6. Geopolitical or Economic Risks: Many oil and gas operations occur in politically unstable regions, exposing companies to risks related to changes in government, civil unrest, or armed conflict. Geopolitical risks can disrupt operations, affect supply chains, and lead to asset expropriations. Companies must consider the geopolitical landscape when making investment decisions and may need to develop contingency plans to address potential disruptions.
7. Cybersecurity Risks: As oil and gas companies increasingly rely on digital technologies and data systems, they become more vulnerable to cyberattacks. Cybersecurity incidents can disrupt operations, compromise sensitive information, and result in significant financial losses. Companies must invest in robust cybersecurity measures and develop response plans to protect their assets and data from cyber threats.
8. Market Competition: The oil and gas industry is highly competitive, with numerous players vying for market share. Increased competition can lead to price wars, reduced margins, and pressure on profits. Companies must continually innovate and improve operational efficiency to maintain their competitive edge in a rapidly changing market.
These risks collectively shape the operational landscape for oil and gas companies, requiring them to implement comprehensive risk management strategies to safeguard their assets and ensure sustainable growth.

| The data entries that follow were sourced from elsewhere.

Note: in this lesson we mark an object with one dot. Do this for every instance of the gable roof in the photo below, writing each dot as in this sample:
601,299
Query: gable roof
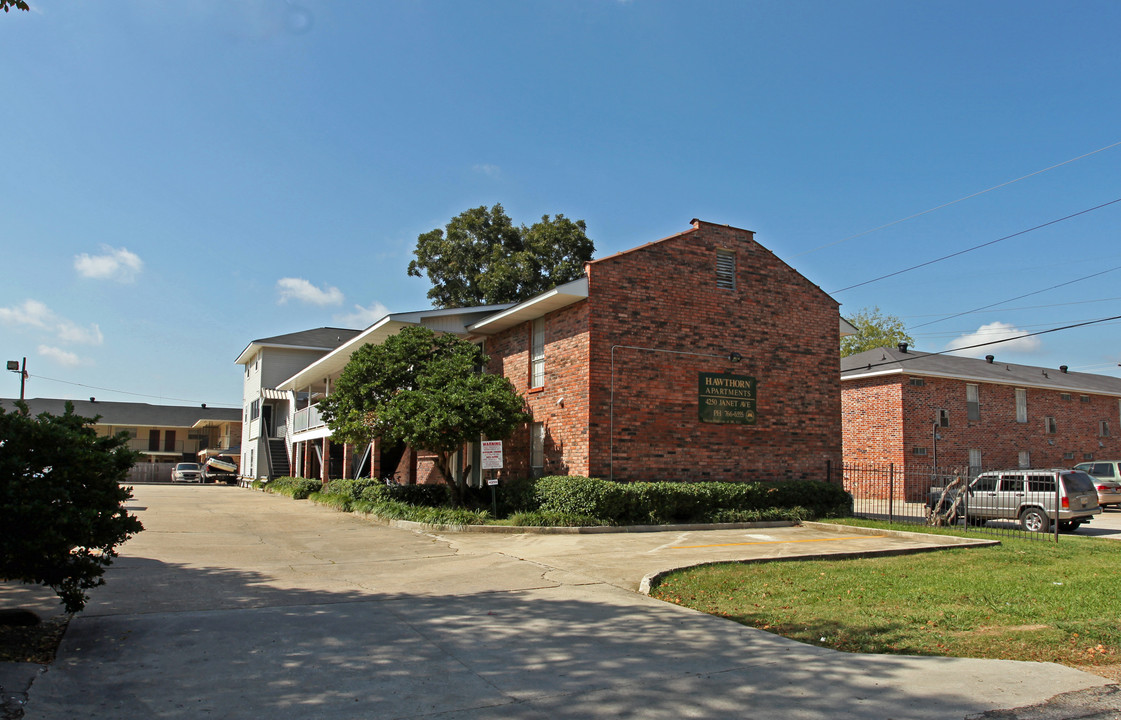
132,414
318,339
892,361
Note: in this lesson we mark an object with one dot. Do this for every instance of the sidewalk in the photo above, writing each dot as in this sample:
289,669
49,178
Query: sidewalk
240,605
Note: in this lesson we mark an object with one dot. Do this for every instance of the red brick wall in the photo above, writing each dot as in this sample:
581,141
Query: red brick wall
998,434
664,296
562,403
872,422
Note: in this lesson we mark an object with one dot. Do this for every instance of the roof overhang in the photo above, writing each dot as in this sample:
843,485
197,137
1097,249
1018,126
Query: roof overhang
332,363
561,296
1054,384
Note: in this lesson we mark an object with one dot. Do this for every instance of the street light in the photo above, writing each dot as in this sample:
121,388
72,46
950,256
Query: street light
14,366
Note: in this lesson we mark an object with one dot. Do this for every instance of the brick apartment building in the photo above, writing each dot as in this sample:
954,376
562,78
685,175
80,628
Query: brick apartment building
697,357
919,411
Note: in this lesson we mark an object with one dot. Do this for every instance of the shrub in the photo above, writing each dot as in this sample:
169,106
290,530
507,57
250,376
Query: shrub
666,502
295,488
61,499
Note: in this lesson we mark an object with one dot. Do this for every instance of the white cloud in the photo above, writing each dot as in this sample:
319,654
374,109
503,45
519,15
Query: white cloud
363,316
992,332
489,171
300,289
36,314
70,332
59,356
113,264
30,313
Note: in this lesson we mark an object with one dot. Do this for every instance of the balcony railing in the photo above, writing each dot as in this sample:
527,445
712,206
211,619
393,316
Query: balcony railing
306,418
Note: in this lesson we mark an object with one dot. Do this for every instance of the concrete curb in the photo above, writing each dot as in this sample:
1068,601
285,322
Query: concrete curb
939,542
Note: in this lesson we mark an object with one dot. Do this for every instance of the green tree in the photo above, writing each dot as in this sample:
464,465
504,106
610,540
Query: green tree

(All image Source: Annual Report https://investor.exxonmobil.com/sec-filings/annual-reports/content/0001193125-24-092555/0001193125-24-092555.pdf
OIL AND GAS COMPANY REGULATION
Oil and gas company regulation refers to the oversight and enforcement of laws and standards to ensure that companies in the industry operate safely, protect the environment, and maintain financial stability. These regulations vary by country and are typically enforced by both national and regional authorities. In the U.S., the Environmental Protection Agency (EPA) and Department of Energy (DOE) regulate environmental and energy-related activities, while state-level bodies manage local oil and gas operations. Within the European Union, the European Union Emissions Trading System (EU ETS) regulates carbon emissions, while national agencies are responsible for enforcing safety and environmental regulations. The Canadian Energy Regulator (CER) oversees the industry in Canada, and in the UK, the Oil and Gas Authority (OGA) ensures regulatory compliance. Globally, organizations like the International Energy Agency (IEA) and OPEC help coordinate energy policies and international regulations. These regulatory frameworks aim to manage environmental impact, promote sustainable practices, and ensure operational safety in the oil and gas sector.
Source: Annual Report https://investor.exxonmobil.com/sec-filings/annual-reports/content/0001193125-24-092555/0001193125-24-092555.pdf
CONCLUSION
In conclusion, oil and gas financial statements of a company like ExxonMobil offer a unique perspective, reflecting the complexities and challenges inherent in the industry. Unlike typical product or service-based firms, ExxonMobil’s income statement is shaped by fluctuating commodity prices, significant exploration and production costs, and the depletion of valuable reserves. The balance sheet highlights capital-intensive assets such as oil rigs and refineries, while liabilities like asset retirement obligations underscore the company’s long-term commitments to dismantling and restoring sites. The cash flow statement further reveals the substantial investments required for continuous exploration and infrastructure. These distinct financial elements showcase the volatile, yet highly strategic nature of the oil and gas industry, providing a comprehensive view of its financial health and operational efficiency.